Lawyer and NDC flagbearer aspirant, Elikplim Agbemava has downplayed rumours that he might be an infiltrator within the National Democratic Congress (NDC).
In August 2016, Mr. Agbemava filed a suit seeking an interlocutory injunction to restrain the President from exercising his prerogative of mercy under Article 72 of the Constitution to free the Montie three contemnors.
Taking his turn on Ghanaweb’s ’21 Minutes with KKB’, the stalwart legal practitioner refuted the perception that the legal action he took against the Mahama administration was due to a possible affiliation with the then opposition, New Patriotic Party (NPP).
He intimated that he had taken that decision long before sympathizers of the Montie three had petitioned President Mahama.
“I’m not a mole. I didn’t work with any NPP member or anybody associated with the NPP. I was the first to write an article on my Facebook wall even before the President could receive the petitions to take that decision,” Mr. Agbemava asserted.
According to him, President Mahama’s decision to release the Montie three was a step in the wrong direction, thus the decision to challenge the decision in court.
“I cautioned that this is a bad decision which will inure very badly to the party and that we must exercise caution.
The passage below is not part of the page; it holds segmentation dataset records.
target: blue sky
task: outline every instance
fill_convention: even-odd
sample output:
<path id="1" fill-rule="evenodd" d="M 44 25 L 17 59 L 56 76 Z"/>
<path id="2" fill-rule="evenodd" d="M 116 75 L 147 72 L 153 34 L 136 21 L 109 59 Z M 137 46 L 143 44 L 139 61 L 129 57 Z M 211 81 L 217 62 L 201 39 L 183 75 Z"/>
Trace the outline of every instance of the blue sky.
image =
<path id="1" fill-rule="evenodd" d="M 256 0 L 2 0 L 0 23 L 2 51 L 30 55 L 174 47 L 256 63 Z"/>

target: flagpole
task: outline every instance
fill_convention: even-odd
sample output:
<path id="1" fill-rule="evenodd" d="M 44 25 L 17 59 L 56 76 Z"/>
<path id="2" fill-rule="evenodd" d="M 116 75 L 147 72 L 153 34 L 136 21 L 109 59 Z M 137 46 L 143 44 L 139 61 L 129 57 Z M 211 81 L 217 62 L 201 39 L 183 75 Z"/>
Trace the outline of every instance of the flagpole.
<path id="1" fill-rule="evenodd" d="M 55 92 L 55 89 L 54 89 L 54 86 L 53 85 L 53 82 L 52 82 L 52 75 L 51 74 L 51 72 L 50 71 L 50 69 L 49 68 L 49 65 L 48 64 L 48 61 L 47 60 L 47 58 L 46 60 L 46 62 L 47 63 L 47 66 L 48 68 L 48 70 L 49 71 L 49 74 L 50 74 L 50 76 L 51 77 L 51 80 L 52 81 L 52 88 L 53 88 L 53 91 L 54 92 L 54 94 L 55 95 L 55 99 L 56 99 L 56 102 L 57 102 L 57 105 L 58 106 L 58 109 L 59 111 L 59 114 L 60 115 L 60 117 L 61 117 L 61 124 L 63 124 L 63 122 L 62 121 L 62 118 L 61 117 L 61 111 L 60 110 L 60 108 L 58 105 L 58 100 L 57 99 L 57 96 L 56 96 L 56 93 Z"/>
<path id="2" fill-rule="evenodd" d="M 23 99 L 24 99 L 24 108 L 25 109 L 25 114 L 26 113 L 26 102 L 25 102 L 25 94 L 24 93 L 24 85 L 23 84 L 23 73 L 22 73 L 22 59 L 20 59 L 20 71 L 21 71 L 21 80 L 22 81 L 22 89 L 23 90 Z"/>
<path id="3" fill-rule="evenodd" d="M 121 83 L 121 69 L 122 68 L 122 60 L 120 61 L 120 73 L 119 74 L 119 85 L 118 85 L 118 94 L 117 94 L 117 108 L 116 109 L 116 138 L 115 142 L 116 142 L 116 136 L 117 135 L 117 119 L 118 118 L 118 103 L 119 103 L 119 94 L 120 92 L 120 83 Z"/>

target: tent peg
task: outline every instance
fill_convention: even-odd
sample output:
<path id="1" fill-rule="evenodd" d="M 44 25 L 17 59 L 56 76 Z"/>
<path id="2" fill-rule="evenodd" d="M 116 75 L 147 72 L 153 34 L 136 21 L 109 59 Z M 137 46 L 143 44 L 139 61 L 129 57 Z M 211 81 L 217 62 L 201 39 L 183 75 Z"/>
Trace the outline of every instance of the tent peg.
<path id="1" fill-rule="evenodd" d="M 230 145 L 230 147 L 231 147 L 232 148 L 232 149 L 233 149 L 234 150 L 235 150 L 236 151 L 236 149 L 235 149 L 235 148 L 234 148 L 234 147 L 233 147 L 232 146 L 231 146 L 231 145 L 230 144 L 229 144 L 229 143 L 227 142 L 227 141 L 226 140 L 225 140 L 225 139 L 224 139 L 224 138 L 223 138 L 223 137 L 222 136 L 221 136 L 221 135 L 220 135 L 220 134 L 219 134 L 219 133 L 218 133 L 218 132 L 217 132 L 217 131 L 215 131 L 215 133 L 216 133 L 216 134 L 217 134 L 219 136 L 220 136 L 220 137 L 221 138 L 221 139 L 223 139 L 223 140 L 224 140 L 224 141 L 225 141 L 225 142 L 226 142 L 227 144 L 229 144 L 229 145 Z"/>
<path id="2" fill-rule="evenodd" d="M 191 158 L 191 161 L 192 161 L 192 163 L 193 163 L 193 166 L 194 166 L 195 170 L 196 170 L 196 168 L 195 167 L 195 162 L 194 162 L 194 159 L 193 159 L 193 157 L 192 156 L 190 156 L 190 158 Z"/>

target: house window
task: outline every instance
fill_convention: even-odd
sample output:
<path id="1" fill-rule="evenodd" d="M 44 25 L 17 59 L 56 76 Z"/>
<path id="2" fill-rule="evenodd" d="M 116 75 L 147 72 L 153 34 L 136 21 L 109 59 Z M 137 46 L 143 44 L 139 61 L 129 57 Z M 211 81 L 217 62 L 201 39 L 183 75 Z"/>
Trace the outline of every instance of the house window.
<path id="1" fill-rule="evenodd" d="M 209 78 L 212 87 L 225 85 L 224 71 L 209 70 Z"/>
I also said that if that is done, I will proceed to court to challenge it”, Lawyer Agbemava posited.
The Montie Three saga
Two panellists, Alistair Nelson and Godwin Ako Gunn and political show host, Salifu Maase, alias Mugabe were incarcerated by the Supreme Court for four months and fined Ghc10,000 each after they were found guilty of contempt by the apex court.
The three had on a radio programme, on Montie FM, threatened to eliminate justices of the apex court over their handling of the lawsuit on the credibility of Ghana’s voters’ register.
A petition was signed by several government officials and members of the incumbent government and forwarded to the Council of State for advice by the Chief of Staff, asking the President to pardon the three NDC sympathizers.
However, Accra-based legal practitioner, Elikplim Agbemava filed a writ at the Supreme Court seeking an injunction on the proposed presidential pardon. He and two other citizens, NPP lawyer Nana Asante Bediatuo and Alfred Tuah-Yeboah, maintained that the pardon of the loyalists barely a month into their four-month conviction is “an unjustified interference with the independence of the Judiciary and, therefore, an affront to the Constitution of Ghana.”
The Supreme Court has set October 23, 2018, to determine when they will judge on the legality of President John Mahama’s decision to set free three National Democratic Congress loyalists.